Aside from the NTMWD 12-city service area, the Water My Yard service area includes the cities of Irving and Caldwell, Brazos County and 25 cities around Austin through the Lower Colorado River Authority. Other utilities and water districts have expressed interest as well, he said.
Experts’ water efficiency and conservation tips
There is no single answer for the best way to conserve water in homes or landscapes; it’s usually a combination of behavioral changes and awareness that impact individuals’ water use, experts said.
A good place to start is knowing the top water users around the home.
McCracken said outdoor sprinklers are often at the top. “In fact, there’s not even a close second.” Showers use 10 to 15 gallons, dishwashers about 5 gallons and sprinkler systems frequently use around 1,500 gallons for one irrigation event, he said.
Fipps said the biggest problem he sees with landscape irrigation in Texas is improper design, which results in excess water use.
“There are (licensed irrigators) out there who will design a system properly, but these tend to cost more than the low bid, and most people go with the low bid,” Fipps said. “In 2009 Texas enacted new rules and regulations for landscape irrigation, and if the irrigation system is actually designed following regulations, it will be a good irrigation system.”
For existing systems, homeowners need to be sure obvious problems, such as a broken or nonrotating sprinkler head, are corrected.
“Before someone has an irrigation system installed, they should ask: ‘Do you have matched precipitation rates? Do you have head-to-head coverage? Do you have proper pressures?’ And (they should) have the dealer show them that information. If the irrigation professional doesn’t design the system like that, then they need to find another one,” Fipps said.

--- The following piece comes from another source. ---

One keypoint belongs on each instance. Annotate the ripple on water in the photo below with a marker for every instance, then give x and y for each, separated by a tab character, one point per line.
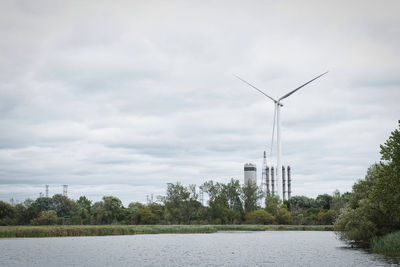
271	248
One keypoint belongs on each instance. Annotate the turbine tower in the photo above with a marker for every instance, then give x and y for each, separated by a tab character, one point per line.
277	120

In addition, Boellstorff said the best, yet hardest, thing homeowners can do to conserve water in landscapes is to change the way the yard is landscaped.

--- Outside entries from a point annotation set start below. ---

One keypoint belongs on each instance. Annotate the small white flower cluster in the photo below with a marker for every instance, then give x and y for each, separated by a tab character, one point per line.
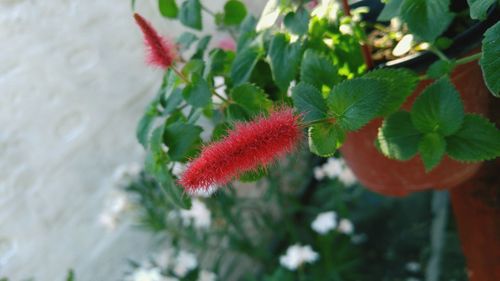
297	255
199	216
118	201
179	264
327	221
335	168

“That’s where the rubber meets the road,” she said. “It’s one thing to do what the city tells you as far as putting your sprinklers on and off at a certain time, but it’s another to rip out your favorite non-native plant and replace it with a native plant, or change your grass to another species.”
“Overall, people need to be aware of when they’re using water and not take it for granted.” - Dr. Allen Berthold, TWRI research scientist
Boellstorff suggested that if grass is required in a neighborhood, homeowners should make sensible choices for the climate and use water-efficient species. For example, in many areas of Texas, replacing St. Augustine grass with Bermuda grass will conserve more water, she said.

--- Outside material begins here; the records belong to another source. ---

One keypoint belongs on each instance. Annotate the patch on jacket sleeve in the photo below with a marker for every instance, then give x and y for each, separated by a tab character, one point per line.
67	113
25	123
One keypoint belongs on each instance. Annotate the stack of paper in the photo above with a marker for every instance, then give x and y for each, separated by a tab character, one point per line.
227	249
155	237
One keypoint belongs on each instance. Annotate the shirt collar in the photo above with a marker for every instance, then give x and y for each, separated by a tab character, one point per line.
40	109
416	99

Berthold said a few things homeowners can do to more efficiently use or save water are taking advantage of cities’ rebate programs; making sure fixtures are all low flow, updated and used properly; testing toilets for leaks using the common dye test; and simply being aware of water use when the tap is on.
“You can install all the low-flow appliances in your house you want to, but if you use them three times as much as the others, you won’t have any conservation,” Brumbelow said.
“Overall, people need to be aware of when they’re using water and not take it for granted,” Berthold said.
Brumbelow agreed. “I would say probably what matters most is that individual water users are really looking at those numbers to see what they’re using. In the end, that’s where the conservation actually happens is when people pay attention to their actual usage. There’s really no substitute for that.”